Once data is loaded into Databricks, the heavy transformation work usually runs inside Databricks itself — Spark SQL is fast, Delta tables support efficient UPDATEs and MERGEs, and the data never leaves the lakehouse. Etlworks supports two ELT patterns: Before / After SQL on a regular load flow, and a dedicated SQL flow.
ELT using Before and After SQL
- Create a flow to load data into Databricks. Let Etlworks auto-create the staging Delta table.
-
On the transformation, use Before COPY SQL and After COPY SQL to run Spark SQL in the destination Databricks workspace. Multiple ;-separated statements are supported.
Typical post-load steps:
OPTIMIZE analytics.gold.orders ZORDER BY (customer_id); VACUUM analytics.gold.orders RETAIN 168 HOURS; ANALYZE TABLE analytics.gold.orders COMPUTE STATISTICS FOR ALL COLUMNS; - Optionally configure the flow to ignore errors when running Before / After SQL.
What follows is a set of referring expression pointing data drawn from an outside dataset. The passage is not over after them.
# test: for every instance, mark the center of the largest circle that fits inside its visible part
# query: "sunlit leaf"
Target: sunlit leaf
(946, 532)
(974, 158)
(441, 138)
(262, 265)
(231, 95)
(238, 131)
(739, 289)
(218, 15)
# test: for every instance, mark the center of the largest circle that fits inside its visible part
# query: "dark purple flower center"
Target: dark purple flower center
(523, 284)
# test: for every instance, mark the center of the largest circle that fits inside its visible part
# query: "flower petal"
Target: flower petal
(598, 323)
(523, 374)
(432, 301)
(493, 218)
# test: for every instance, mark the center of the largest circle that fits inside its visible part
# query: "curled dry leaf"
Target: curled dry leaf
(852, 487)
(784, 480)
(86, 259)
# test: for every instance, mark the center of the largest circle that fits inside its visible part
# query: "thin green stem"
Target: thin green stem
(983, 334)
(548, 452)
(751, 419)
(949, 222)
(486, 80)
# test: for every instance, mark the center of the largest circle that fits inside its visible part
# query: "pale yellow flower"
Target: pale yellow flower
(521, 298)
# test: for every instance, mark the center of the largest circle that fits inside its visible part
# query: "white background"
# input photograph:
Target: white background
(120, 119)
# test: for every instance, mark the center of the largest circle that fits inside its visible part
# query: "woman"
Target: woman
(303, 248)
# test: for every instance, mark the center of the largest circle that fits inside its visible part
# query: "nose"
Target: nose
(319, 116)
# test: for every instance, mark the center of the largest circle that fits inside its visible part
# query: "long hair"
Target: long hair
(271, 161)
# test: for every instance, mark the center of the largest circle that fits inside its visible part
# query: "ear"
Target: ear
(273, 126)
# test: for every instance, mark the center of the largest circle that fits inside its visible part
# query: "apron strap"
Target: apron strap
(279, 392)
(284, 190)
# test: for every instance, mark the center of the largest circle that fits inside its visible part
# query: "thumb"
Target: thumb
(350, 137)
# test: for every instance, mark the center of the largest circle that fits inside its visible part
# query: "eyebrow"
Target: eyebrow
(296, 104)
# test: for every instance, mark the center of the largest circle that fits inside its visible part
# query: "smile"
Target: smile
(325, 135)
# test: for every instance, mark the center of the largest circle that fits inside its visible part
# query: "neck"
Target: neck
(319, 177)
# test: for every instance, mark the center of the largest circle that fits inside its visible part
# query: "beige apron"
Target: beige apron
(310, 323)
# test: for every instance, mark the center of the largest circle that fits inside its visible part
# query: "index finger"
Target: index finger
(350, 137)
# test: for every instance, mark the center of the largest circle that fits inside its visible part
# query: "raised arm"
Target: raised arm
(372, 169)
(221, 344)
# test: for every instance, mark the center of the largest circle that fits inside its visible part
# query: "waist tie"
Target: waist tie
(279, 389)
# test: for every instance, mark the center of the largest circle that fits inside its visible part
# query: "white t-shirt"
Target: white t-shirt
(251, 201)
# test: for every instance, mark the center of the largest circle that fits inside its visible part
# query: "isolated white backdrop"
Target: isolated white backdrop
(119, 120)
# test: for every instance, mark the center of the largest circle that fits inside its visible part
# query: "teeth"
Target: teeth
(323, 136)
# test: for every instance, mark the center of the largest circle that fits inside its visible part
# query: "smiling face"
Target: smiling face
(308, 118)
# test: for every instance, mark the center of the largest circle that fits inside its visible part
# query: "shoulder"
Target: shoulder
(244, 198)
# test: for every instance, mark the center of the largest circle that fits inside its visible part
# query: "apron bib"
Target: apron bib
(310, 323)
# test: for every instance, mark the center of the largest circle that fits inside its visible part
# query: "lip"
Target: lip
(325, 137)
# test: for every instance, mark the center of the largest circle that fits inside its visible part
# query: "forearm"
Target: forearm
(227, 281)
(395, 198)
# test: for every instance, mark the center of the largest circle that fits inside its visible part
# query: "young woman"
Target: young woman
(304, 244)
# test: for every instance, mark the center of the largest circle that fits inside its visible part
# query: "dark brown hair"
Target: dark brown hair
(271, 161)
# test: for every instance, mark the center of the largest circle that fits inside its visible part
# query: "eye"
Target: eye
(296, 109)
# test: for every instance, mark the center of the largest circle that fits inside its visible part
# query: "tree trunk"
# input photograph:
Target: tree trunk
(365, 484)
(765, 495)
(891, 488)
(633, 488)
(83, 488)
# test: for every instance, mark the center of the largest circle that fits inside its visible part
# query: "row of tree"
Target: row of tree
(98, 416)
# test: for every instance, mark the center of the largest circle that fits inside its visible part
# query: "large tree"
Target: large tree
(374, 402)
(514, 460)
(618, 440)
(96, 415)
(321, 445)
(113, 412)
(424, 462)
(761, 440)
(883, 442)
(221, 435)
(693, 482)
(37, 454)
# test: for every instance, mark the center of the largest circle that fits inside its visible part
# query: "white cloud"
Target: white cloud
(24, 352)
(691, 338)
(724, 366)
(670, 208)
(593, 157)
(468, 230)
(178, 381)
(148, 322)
- Schedule the flow to run periodically.
ELT using an SQL flow
For multi-step transformations that don't belong to a single load flow, build a dedicated SQL flow targeting the Databricks connection. Multiple ;-separated statements are supported. Combine the load flow and the SQL flow into a single nested flow.
This pattern works well for medallion architectures (bronze → silver → gold) where each stage is a separate flow chained in order.